I understand the Ioniq will come in nine colors, even though the configurator on the Hyundai dealer website that bluecar1 posted about only allowed a choice of three when I last tried it. True, most of the colors are nondescript and boring, but there is a Phoenix Orange that catches my eye. The interior will apparently be either dark gray or tannish beige.

Living in the U.S. desert Southwest (and being retired), I have no need for "warming the cabin on a cold morning." If the weather is too cold, which is rare here, I'll just wait 'til the sun warms things up or stay home. However, I've read--probably in connection with researching the Chevy Volt--that heated seats make a huge difference in keeping the driver and passenger(s) warm and also save energy by reducing the need to heat the whole interior. I dunno, since I've never owned a car that had them.
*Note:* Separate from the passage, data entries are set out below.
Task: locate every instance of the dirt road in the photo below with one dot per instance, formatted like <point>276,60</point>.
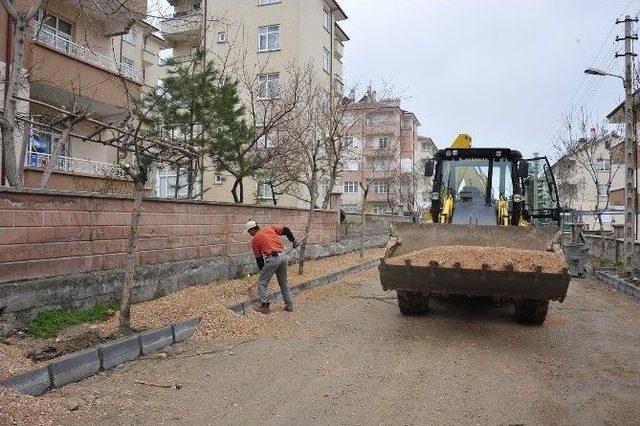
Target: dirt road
<point>350,358</point>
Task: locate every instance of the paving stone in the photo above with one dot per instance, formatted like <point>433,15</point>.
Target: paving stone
<point>119,351</point>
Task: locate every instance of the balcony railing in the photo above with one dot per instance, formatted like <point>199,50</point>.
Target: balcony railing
<point>76,165</point>
<point>84,54</point>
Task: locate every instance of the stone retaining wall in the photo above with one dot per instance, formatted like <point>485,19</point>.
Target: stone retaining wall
<point>63,249</point>
<point>76,259</point>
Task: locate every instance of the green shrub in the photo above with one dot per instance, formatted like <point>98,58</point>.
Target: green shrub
<point>49,323</point>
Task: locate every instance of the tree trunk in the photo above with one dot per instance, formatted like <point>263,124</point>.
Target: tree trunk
<point>131,260</point>
<point>303,245</point>
<point>238,191</point>
<point>56,149</point>
<point>8,121</point>
<point>363,221</point>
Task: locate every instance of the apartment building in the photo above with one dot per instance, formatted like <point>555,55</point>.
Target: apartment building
<point>261,37</point>
<point>576,173</point>
<point>387,156</point>
<point>78,55</point>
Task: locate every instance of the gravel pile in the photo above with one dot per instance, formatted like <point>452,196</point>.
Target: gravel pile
<point>211,302</point>
<point>472,257</point>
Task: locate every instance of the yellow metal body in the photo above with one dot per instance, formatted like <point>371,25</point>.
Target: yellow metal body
<point>462,141</point>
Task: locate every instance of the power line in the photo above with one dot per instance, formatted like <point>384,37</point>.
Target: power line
<point>584,96</point>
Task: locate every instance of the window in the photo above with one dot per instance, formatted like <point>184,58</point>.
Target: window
<point>381,143</point>
<point>264,191</point>
<point>381,119</point>
<point>130,37</point>
<point>380,165</point>
<point>266,142</point>
<point>603,190</point>
<point>324,100</point>
<point>127,67</point>
<point>351,187</point>
<point>269,38</point>
<point>351,165</point>
<point>380,187</point>
<point>326,59</point>
<point>54,31</point>
<point>269,86</point>
<point>406,165</point>
<point>603,164</point>
<point>352,142</point>
<point>166,184</point>
<point>350,208</point>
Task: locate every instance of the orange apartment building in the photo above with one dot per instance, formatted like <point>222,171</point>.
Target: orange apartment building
<point>96,57</point>
<point>386,157</point>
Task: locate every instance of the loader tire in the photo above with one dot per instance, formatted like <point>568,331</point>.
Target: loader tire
<point>531,311</point>
<point>412,302</point>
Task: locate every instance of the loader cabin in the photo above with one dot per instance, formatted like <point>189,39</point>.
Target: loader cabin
<point>492,186</point>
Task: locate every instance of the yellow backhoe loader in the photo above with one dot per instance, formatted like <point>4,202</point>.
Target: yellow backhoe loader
<point>481,197</point>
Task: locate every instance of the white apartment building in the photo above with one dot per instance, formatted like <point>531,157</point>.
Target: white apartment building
<point>576,173</point>
<point>80,54</point>
<point>262,38</point>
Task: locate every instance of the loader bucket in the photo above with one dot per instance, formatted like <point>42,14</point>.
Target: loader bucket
<point>503,283</point>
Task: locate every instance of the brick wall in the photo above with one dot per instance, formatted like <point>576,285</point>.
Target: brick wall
<point>47,234</point>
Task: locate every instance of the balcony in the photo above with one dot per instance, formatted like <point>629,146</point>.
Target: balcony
<point>82,53</point>
<point>182,27</point>
<point>79,166</point>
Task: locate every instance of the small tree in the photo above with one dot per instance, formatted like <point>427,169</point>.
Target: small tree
<point>583,148</point>
<point>268,105</point>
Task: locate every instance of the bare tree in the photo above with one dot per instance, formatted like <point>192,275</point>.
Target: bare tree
<point>583,146</point>
<point>20,21</point>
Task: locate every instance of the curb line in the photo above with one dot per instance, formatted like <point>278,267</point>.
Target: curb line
<point>617,283</point>
<point>241,308</point>
<point>82,364</point>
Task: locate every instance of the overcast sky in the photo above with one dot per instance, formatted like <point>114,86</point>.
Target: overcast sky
<point>503,71</point>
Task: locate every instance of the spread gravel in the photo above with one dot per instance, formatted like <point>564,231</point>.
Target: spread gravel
<point>472,257</point>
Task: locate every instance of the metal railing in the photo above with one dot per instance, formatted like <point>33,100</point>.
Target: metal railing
<point>61,44</point>
<point>76,165</point>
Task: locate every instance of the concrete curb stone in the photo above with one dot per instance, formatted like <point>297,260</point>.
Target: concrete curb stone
<point>119,351</point>
<point>77,366</point>
<point>241,308</point>
<point>105,356</point>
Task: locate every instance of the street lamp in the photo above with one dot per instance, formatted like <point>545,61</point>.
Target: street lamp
<point>631,175</point>
<point>595,71</point>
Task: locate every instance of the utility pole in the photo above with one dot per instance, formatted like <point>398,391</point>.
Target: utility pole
<point>630,191</point>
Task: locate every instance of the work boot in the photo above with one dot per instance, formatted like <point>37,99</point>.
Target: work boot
<point>262,308</point>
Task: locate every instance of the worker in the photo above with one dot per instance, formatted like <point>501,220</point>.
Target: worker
<point>271,259</point>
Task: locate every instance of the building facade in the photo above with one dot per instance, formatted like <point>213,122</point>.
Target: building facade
<point>261,40</point>
<point>386,161</point>
<point>81,58</point>
<point>588,179</point>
I'm not sure exactly what you mean by "heat-pump." As I understand it, Priuses (Prii?) have a Thermos-like tank under the hood that holds some of the coolant and keeps it relatively warm for up to a couple of days, which speeds up the inefficient engine warmup time. I guess that also means the heater will blow hot air sooner than it would without such a system. I don't know if the Ioniq has a similar system.

Can you supply any more details on the Ioniq's belt-driven starter? That does sound like a poor design choice. Where did you get that information?

And I'm definitely with you--I'm also not one of those who doesn't care what the new Prius looks like!